Absorption refers to taking up of matter by permeation into the body of an absorptive material. Adsorption refers to movement of molecules from a bulk phase onto the surface of an adsorptive media. Sorption is a general term that includes both adsorption and absorption. Similarly, a sorptive material or sorption device herein denoted as a sorber, refers to a material or device that either ad- or absorbs or both ad- and absorbs.

A membrane sorber is a highly porous, interconnected media that has the ability to remove (ad- and/or absorb) some components of a solution when the latter flows through its pores. The properties of the membrane sorber and its ability to perform well in the required application depend on the porous structure of the media (skeleton) as well as on the nature of the surface that is exposed to the solution. Typically, the porous media is formed first, from a polymer that does not dissolve or swell in water and possesses acceptable mechanical properties. The porous media is preferably a porous membrane sheet made by phase separation methods well known in the art. See, for example, Zeman L J, Zydney A L, Microfiltration and Ultrafiltration: Principles and Applications, New York: Marcel Dekker, 1996. Hollow fiber and tubular membranes are also acceptable skeletons. A separate processing step is usually required to modify the external or facial surfaces and the internal pore surfaces of the formed porous structure to impart the necessary adsorptive properties. Since the membrane structure is often formed from a hydrophobic polymer, another purpose of the surface modification step is also to make the surfaces hydrophilic, or water-wettable.

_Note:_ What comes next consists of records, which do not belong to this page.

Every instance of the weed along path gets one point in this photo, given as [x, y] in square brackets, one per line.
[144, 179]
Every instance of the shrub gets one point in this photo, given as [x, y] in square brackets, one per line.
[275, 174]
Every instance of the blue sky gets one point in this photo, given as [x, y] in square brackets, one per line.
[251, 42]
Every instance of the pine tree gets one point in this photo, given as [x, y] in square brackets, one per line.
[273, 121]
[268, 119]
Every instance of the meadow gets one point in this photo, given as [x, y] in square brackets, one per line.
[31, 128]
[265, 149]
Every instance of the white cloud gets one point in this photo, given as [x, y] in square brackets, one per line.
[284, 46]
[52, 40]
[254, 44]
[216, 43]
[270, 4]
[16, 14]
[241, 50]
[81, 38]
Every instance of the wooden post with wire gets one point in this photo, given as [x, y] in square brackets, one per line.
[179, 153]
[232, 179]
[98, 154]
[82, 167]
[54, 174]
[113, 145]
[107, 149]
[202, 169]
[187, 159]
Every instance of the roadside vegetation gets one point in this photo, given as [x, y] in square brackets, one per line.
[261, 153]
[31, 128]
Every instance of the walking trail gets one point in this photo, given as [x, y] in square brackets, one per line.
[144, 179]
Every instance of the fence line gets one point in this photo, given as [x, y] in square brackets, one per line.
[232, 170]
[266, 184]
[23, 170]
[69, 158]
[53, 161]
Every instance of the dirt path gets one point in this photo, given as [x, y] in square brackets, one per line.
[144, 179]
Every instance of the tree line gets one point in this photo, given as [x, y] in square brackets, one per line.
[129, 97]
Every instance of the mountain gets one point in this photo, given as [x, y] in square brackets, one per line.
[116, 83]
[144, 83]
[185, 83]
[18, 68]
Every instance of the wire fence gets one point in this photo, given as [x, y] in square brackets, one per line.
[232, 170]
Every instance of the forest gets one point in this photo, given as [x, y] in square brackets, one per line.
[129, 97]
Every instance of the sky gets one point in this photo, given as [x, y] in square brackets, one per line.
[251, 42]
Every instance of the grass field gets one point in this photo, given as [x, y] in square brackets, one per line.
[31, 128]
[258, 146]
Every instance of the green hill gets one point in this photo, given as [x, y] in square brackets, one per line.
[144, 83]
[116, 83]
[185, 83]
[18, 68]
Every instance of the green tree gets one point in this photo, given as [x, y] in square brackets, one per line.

This invention relates to anion exchange chromatography media designed to purify viruses, such as adenoviruses. Adenovirus is a vector of choice in gene therapy studies. It is stable, non-enveloped, and infects cells easily. The most common serotype is labeled Ad5. It is easily expressed in the lab, but requires thorough purification from cell proteins to avoid false positive signals in further transfection studies. Of course, pure adenovirus is also required for its ultimate applications, i.e. gene therapy and vaccination. Electrophoretic studies show that Ad5 is strongly negatively charged at pH around 8, while most species in the cell lysate suspension have weaker charge at this pH. This makes anion exchange chromatography a suitable technique for Ad5 purification.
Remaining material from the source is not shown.